There is heterogeneity between depression in childhood, adolescence and adulthood in terms of the gender composition of affected cases, prevalence, rates of recurrence and risk factors. This raises complex questions for refining the phenotype for molecular genetic studies of depression and the selection of appropriate proband groups. This article aims to provide a review of issues arising from family, twin and adoption studies of relevance to molecular genetic studies, and to summarize molecular genetic findings on childhood/adolescent depression. While retrospective studies of adults suggest greater familial aggregation among those with an earlier age of onset, prospective studies do not confirm this association. In fact, taken together, evidence from family and twin studies suggests that prepubertal depression is more strongly associated with psychosocial adversity, is less heritable and shows lower levels of continuity with adult depression than either adolescent or adult depression.

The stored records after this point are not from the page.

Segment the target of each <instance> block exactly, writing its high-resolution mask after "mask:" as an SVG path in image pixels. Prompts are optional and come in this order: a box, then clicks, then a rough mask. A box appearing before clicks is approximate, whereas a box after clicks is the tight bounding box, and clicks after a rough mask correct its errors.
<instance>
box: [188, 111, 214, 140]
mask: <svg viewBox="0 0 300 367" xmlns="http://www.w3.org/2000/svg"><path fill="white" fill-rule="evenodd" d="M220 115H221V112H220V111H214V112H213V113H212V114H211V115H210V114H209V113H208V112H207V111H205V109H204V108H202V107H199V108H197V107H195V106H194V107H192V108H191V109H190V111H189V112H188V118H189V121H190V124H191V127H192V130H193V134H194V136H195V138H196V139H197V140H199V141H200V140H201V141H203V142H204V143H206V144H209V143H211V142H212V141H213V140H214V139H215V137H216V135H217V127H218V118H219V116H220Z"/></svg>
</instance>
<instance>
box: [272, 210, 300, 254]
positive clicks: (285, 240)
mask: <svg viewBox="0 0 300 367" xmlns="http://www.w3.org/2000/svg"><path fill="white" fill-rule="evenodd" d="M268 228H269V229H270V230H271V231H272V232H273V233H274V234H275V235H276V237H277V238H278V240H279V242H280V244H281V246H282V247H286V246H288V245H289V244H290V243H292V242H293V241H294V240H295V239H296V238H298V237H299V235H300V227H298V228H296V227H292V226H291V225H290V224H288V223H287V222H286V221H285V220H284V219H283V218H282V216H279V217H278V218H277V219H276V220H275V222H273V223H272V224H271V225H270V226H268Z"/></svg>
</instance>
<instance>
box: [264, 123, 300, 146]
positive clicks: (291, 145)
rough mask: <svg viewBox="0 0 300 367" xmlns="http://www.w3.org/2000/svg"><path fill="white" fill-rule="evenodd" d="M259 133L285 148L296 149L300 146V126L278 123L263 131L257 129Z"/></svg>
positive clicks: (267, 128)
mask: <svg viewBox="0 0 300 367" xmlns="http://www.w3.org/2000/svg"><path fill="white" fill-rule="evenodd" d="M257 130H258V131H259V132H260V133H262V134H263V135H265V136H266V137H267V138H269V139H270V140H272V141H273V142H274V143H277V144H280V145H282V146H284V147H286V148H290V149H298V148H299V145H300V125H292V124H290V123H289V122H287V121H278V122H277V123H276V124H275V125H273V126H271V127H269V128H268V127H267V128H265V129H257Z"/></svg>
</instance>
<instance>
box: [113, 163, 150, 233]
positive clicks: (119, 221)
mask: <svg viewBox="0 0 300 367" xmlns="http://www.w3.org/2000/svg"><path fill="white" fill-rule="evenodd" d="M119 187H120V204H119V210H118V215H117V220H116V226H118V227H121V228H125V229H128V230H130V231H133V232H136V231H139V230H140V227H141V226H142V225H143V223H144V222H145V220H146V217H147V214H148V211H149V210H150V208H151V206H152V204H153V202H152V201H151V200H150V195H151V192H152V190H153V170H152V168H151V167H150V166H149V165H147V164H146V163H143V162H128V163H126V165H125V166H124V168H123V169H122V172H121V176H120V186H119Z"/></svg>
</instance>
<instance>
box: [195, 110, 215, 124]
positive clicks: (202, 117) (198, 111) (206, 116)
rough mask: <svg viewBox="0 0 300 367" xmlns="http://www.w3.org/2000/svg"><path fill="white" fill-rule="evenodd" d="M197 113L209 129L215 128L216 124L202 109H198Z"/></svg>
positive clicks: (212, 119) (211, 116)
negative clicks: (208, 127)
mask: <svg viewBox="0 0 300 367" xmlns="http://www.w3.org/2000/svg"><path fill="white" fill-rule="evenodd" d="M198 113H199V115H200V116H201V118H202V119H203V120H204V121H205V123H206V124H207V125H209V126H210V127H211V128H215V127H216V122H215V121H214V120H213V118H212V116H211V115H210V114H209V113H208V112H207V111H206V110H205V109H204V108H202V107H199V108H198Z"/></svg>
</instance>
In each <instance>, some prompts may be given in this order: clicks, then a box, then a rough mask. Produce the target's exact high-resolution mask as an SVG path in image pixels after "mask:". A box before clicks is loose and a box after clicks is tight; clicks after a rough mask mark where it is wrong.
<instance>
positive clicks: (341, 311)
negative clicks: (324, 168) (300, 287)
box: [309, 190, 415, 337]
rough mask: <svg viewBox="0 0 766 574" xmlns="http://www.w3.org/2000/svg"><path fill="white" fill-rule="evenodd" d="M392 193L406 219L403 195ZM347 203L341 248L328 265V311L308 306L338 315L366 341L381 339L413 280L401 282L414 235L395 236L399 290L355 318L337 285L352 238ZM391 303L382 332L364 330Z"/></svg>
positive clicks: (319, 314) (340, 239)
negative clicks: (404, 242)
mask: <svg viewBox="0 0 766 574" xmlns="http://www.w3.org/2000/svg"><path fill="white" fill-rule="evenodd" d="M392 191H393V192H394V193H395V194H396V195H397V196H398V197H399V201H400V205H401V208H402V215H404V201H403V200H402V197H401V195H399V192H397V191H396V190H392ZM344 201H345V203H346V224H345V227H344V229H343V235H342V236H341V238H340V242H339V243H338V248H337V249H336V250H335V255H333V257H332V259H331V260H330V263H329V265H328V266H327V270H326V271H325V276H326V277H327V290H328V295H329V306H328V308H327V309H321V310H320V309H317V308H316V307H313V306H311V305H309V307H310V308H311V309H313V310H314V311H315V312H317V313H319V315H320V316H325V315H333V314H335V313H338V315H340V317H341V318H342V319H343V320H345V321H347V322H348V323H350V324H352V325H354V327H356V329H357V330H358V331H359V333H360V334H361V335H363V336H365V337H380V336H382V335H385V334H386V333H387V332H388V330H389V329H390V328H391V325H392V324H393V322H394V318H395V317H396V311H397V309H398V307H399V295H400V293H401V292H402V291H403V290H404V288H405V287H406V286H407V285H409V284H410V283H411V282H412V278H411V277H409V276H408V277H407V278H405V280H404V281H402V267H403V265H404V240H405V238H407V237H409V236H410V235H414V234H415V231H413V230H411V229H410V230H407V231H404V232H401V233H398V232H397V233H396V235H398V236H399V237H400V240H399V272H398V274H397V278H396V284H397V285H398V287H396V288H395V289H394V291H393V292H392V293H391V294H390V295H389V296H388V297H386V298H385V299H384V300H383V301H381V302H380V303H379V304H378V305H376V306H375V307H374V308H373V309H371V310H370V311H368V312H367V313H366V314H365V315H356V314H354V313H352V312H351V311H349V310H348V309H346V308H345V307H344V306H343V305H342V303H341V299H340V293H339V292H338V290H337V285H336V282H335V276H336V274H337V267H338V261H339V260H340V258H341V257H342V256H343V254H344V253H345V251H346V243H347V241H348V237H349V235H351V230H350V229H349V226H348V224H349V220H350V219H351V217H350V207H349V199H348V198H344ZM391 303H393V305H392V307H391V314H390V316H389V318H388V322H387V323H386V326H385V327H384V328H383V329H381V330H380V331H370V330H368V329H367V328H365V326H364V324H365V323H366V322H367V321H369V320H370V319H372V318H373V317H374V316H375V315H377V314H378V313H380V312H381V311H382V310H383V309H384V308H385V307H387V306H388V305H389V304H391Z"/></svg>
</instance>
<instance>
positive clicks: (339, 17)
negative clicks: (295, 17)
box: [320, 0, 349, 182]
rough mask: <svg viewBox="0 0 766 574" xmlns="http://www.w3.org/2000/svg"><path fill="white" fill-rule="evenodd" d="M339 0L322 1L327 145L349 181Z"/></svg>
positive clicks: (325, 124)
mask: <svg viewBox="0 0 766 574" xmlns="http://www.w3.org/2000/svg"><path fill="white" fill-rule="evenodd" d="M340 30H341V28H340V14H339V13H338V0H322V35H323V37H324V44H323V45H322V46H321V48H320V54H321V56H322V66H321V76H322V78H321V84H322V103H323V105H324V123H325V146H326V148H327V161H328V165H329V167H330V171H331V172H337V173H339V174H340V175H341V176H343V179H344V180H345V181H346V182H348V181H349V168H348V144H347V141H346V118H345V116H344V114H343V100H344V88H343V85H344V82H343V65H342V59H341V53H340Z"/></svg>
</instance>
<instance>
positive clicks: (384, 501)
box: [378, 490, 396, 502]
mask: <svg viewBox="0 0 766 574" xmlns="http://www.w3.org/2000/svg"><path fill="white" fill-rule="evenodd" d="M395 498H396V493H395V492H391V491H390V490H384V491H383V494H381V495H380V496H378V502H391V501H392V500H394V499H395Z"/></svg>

Adolescent depressive symptoms and disorder show similar levels of heritability to depression in adult life, although there is only one twin study of adolescent depressive disorder, and heritability estimates of depressive symptoms vary widely between studies. This variability in heritability estimates is partly attributable to age and informant effects. Adoption studies and other intergenerational transmission designs show that the transmission of depression between parents and children involves genetic and environmental processes, with converging evidence that environmental processes are most important. Molecular genetic studies of childhood/adolescent depression have to date used a candidate gene approach and focused on genes already examined in adult studies. Prospective longitudinal studies of community and high-risk samples are needed to clarify issues of etiological heterogeneity in depression, and these should in turn inform the planning of molecular genetic studies. © 2010 BioMed Central Ltd.